Itu kalau bicara soal jurnalisme dalam perspektif modern. Tetapi kalau dalam pengertian tradisional yang memaknai jurnalistik sebagai semua kegiatan dalam menyampaikan informasi, maka jurnalisme tentunya sudah ada sejak jaman kerajaan-kerajaan Hindu. Saat itu pemasangan pengumuman-pengumuman dari kerajaan sudah dilakukan secara tertulis dan terbuka. Tetapi kapan pastinya hal ini terjadi, sampai saat ini belum ada penelitian yang menyebutkan.
Ketika bicara sejarah jurnalisme di tanah air, kebanyakan orang selalu memandang jurnalisme dalam pemahaman modern, yakni karya pers berupa media massa. Nah, mengenai hal ini pun juga masih memunculkan perdebatan, kapan sebenarnya pers Indonesia mulai ada.
Sebagian besar pengamat berpendapat lahirnya pers Indonesia bermula dari hadirnya surat kabar Bataviasche Nouvelles, yang terbit 1744-1746, di kota Batavia, Pulau Jawa. Bataviasche Nouvelles dianggap sebagai suratkabar pertama yang terbit di Pulau Jawa zaman Hindia Belanda.

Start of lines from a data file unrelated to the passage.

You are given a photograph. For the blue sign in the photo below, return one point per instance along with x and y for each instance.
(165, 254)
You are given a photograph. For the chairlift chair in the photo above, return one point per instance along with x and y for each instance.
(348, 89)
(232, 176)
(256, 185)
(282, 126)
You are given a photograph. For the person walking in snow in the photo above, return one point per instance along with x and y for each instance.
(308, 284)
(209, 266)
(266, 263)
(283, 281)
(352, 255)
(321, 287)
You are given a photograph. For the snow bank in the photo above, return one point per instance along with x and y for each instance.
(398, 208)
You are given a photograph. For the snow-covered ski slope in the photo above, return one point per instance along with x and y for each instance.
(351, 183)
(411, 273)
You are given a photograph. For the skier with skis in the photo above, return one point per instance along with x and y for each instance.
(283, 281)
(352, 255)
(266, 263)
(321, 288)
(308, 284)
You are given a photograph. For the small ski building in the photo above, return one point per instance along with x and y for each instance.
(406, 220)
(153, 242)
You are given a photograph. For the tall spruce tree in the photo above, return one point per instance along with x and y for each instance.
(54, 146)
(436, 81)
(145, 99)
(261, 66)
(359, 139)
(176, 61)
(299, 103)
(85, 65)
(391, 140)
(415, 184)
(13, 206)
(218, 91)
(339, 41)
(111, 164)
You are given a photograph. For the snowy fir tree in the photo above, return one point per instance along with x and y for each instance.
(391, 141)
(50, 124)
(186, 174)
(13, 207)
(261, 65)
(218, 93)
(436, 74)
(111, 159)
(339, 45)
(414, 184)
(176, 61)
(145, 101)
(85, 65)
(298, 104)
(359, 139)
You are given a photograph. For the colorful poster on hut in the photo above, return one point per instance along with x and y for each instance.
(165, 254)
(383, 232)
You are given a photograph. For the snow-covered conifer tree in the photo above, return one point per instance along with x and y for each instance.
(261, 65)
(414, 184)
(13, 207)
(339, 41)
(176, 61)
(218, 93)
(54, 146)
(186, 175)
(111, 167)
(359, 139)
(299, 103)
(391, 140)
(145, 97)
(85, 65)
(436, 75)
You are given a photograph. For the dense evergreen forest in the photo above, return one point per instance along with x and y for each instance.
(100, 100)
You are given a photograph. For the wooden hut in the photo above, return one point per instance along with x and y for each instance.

Namun banyak yang tak sependapat. Kelompok yang tak sependapat ini beralasan bahwa Bataviasche Nouvelles bukanlah pers Indonesia karena dibuat dan juga berbahasa asing, yakni Belanda. Bagi mereka, untuk lihat kelahiran pers Indonesia harus berpatokan pada media-media yang berbahasa Melayu atau pribumi. Pada 1850-an sudah ada surat kabar berbahasa Melayu terbit di Jawa, Sumatra dan pulau lain. Pemiliknya, termasuk wartawan Tionghoa Peranakan.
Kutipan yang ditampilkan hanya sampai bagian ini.